Higher Education Funding and Student Debt

This post continues our recent focus on millennials and student debt. Unsigned posts represent the official position of Fix the Jobs. In addition to unsigned pieces, we will also have signed pieces that relate the positions of various members of Fix the Jobs, but are not the official position of Fix the Jobs. Below, Andrew Escobedo, co-founder of Fix the Jobs, takes on the need for additional higher education funding to help lower the debt burden on the students and boost the economy.

The burden of obtaining a college education has shifted more to the student as tuition costs and attendant debt have steadily increased. This is slowing the current economic recovery and if left unaddressed it will hurt the economic future of the country. According to analysis by the policy and communications consulting firm Hamilton Place Strategies, student debt will eclipse median income by college graduates by 2023.

Current graduates, weighed down by debt, are taking a longer time to start a family, buy a house, and make other major purchases. The slow recovery has made this worse through a soft job market that causes more debtors to fall behind on payments. This hurts their credit score making it even more difficult to make large purchases and find better employment—as certain employers investigate the credit score of potential hires.

In addition to the current effects on debtors, the increase in debt burden will cause more people to forgo the continuation of their education which could put the United States at a competitive disadvantage. A review done by Ronald Sturm, a scholar at RAND, states, “education and its effects on labor quality are generally found to be among the most important contributors to economic growth. For example, data show that countries with comparable levels of education are converging among themselves, but they do not close the gap with higher educational levels.”
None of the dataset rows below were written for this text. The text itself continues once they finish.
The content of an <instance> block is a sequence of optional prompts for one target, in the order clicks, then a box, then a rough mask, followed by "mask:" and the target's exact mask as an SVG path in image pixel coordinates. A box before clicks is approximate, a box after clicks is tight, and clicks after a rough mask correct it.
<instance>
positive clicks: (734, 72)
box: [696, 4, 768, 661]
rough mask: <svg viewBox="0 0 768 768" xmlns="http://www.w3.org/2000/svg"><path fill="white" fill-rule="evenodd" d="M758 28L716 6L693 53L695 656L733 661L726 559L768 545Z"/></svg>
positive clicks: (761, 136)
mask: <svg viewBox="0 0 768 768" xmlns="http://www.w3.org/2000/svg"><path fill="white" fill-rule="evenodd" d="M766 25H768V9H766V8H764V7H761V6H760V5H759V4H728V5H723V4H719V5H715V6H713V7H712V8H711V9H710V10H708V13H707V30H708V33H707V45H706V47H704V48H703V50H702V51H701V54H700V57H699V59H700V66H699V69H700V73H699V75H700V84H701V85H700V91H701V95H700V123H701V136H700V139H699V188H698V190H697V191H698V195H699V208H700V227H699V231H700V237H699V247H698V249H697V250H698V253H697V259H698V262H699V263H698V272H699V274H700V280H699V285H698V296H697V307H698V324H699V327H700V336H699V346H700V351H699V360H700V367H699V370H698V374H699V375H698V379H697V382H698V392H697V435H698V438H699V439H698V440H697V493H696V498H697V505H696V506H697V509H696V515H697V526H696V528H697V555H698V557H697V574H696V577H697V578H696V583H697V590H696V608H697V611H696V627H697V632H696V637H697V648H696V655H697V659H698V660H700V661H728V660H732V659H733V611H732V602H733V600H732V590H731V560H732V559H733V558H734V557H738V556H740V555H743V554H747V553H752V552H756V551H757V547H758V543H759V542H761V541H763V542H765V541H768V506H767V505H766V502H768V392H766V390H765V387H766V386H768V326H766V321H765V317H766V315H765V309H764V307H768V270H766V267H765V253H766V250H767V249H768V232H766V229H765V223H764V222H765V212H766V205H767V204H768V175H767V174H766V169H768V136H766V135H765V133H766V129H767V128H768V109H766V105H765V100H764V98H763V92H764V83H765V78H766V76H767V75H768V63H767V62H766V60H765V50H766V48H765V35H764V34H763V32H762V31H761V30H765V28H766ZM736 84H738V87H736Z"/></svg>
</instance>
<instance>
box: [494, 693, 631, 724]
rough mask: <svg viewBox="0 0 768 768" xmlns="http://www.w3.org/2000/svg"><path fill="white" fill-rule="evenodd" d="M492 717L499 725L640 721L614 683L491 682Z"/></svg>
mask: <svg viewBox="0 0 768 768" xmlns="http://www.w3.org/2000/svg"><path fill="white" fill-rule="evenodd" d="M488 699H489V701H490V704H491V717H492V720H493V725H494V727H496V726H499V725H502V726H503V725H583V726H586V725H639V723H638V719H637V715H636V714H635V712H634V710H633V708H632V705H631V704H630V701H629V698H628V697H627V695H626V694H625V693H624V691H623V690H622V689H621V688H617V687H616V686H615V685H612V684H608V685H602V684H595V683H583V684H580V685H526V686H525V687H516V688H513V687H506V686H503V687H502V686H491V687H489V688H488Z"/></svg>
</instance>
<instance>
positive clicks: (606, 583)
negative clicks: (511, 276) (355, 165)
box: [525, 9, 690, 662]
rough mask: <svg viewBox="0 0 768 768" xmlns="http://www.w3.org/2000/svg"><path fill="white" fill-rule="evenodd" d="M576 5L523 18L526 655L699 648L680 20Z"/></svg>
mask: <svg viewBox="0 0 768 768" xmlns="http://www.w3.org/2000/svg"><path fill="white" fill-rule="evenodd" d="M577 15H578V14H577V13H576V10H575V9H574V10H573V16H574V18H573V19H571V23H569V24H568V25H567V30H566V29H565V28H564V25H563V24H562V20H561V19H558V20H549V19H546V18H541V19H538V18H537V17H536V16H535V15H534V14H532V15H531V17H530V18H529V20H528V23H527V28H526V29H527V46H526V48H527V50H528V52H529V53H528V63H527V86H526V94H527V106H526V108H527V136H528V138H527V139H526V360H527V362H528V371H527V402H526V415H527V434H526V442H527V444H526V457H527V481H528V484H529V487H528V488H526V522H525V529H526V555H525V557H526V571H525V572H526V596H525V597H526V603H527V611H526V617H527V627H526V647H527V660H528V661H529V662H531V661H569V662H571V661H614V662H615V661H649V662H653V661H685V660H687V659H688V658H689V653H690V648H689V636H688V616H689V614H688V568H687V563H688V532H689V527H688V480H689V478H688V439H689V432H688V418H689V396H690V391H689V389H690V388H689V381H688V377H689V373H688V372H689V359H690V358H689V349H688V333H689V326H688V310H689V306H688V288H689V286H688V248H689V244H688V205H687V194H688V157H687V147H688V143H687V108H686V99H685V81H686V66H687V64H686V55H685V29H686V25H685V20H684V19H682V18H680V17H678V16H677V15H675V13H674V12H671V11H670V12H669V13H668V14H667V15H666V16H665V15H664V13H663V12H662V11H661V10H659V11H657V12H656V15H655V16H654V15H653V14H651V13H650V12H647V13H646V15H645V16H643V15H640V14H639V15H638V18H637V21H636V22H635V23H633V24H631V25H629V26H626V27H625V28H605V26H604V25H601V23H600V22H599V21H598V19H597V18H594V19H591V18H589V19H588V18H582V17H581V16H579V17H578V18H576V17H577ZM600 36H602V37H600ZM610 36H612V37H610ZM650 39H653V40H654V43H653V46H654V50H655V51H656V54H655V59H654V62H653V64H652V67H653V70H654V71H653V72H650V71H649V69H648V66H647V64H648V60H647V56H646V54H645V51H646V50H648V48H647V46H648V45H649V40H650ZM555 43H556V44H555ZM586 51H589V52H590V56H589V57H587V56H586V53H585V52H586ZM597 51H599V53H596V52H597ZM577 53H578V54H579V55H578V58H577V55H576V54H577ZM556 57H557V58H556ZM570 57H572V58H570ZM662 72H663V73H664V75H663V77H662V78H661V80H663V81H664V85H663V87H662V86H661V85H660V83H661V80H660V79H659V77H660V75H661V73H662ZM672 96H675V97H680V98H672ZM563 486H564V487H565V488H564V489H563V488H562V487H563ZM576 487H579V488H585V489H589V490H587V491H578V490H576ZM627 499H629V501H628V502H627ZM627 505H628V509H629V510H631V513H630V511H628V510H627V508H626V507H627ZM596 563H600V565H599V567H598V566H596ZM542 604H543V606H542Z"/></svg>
Though reform to higher education is needed to help control the ballooning costs of educational institutions, the federal government and state governments can and should help reduce the burden of higher education on students as soon as possible.
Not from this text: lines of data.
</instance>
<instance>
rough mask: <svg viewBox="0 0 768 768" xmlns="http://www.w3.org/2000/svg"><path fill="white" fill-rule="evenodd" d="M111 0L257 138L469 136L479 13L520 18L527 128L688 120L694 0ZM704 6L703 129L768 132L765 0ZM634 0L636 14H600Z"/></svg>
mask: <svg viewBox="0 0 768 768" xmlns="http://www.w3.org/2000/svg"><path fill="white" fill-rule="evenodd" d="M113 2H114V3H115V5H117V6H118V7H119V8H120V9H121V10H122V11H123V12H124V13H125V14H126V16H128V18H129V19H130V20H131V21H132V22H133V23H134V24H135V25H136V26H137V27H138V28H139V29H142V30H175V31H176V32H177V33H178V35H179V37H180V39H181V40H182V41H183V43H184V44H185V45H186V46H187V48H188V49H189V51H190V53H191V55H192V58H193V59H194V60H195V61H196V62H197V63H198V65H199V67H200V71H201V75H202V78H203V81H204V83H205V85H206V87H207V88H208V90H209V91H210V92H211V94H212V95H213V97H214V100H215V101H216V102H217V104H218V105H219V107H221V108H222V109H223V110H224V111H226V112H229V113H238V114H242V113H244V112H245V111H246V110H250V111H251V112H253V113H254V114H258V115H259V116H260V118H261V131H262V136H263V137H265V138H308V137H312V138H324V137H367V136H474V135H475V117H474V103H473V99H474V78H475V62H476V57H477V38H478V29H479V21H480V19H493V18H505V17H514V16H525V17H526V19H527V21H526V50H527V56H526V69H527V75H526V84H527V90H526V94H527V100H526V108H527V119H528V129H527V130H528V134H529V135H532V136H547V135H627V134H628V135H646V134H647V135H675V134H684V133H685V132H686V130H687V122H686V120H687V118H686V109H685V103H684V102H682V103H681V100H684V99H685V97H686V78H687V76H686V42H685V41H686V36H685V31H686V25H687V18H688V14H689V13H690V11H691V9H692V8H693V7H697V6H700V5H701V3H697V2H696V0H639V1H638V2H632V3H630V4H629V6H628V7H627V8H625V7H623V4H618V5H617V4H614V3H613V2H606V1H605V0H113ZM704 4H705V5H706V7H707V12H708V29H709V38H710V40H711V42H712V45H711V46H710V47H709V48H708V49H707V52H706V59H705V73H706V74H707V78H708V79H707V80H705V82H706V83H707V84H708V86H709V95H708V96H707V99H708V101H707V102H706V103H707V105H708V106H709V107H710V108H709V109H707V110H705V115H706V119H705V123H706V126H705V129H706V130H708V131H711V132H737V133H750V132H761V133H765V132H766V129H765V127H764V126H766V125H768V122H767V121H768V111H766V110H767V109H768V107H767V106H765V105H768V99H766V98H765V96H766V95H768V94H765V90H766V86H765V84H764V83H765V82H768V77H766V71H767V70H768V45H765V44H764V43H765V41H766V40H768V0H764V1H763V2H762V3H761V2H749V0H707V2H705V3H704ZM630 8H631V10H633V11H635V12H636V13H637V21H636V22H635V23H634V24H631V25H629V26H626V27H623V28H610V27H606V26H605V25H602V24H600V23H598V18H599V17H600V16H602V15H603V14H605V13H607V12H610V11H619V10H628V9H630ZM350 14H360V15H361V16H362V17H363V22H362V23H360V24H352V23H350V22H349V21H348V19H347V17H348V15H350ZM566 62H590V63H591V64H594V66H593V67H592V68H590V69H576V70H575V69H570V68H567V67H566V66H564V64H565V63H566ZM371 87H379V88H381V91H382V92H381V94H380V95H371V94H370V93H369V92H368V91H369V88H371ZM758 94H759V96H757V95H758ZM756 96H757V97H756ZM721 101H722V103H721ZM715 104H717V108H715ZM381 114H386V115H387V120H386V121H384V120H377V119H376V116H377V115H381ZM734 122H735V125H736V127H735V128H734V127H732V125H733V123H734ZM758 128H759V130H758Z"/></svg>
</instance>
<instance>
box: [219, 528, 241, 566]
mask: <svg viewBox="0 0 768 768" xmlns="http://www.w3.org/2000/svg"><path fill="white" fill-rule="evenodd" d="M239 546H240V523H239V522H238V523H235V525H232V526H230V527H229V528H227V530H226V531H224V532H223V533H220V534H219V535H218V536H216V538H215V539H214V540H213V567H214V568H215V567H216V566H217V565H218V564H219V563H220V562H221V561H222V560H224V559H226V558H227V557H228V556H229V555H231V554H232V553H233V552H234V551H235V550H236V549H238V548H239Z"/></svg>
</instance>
Since 2008, forty-seven states have decreased spending per student, averaging 23% less spending. By increasing state higher education funding—coupled with restriction on tuition increases—states can help lower the debt burden for future college students. Most recently Colorado has lead the way in passing a $100 million funding increase and lowering the maximum annual tuition hike from 9% to 6%.

The federal government can help with lowering tuition by reversing some of the cuts in research grants. These grants allow universities to research new technology that can then be turned into income for the university, which will help lower tuition burdens. These new technologies also create jobs and help grow the economy. Without some government assistance some of these innovations will not happen in the United States—hurting our competitive advantage in technological advances. One example of lost business is the Mayo Clinic, which recently came to an agreement with the Irish government to send their discoveries over to Ireland to be developed into marketable products, in part, because of decreased amount of NIH grants for research institutions.
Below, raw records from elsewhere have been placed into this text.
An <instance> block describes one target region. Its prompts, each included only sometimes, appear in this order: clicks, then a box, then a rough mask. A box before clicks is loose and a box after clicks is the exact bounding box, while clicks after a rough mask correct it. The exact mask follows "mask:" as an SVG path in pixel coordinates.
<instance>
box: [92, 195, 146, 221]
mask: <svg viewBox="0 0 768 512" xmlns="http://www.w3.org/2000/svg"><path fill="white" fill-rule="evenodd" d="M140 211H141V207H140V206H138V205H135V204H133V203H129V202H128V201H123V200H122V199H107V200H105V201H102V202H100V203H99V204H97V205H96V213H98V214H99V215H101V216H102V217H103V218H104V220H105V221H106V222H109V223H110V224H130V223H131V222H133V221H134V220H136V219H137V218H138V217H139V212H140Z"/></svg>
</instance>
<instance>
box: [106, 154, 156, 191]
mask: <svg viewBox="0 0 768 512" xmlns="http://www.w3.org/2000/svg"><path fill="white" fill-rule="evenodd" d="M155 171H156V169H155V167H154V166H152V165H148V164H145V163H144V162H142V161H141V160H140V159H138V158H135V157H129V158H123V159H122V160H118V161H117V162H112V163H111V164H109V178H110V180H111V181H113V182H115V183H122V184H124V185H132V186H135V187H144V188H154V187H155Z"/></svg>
Also the federal government can help lower the debt burden of college students by offering lower fixed interest loans. In 2013 the US government made $41.3 billion in profit from student loans. This gives the government room to lower the costs incurred by borrowers. John T. Harvey, an economist at Texas Christian University, wrote about the winners and losers of the growth of student loan debt and has made a strong argument against the government profiting off of the debt:

“Shockingly, it appears that one of the winners is the US federal government. Numerous recent articles have bemoaned the fact that they are set to earn a profit from student loans not only this year, but potentially into 2024. Furthermore, the interest rates are likely to climb. This is insane. Not only can a sovereign nation issuing its own currency can never go bankrupt, but one of the most useful things the pattern of government spending and taxation can do is to encourage particular activities. If we’d like people to give money to charity, we can offer a tax break for donations; if we want people to own homes, we can let them write off mortgage interest; if we want them to raise a family, we can give deductions for children, etc. We can make socially costly behaviors more expensive (smoking and drinking, for example) and socially useful ones cheaper (installing solar panels or buying a fuel-efficient car).

Surely college educations fall into the latter category. They aren’t video game systems. If everyone who would like to own an XBox or who would be a particularly good HALO 3 player can’t afford one, it’s a shame but it’s not a national problem. It makes perfect sense for an unregulated market system to determine who does (and does not) get to have one. On the other hand, we are all hurt if an individual who would make a great teacher, engineer, or accountant is prevented from developing those skills. We are hurt, too, if the cost of their education is such that those who do take the chance find themselves weighed down by debt for years to come. This is all the more ridiculous when the primary funding agency does not need the revenue.”

Even if the government needs the revenue it seems that the additional $41.3 billion in profit could be made up through higher economic activity of a less debt burdened populous.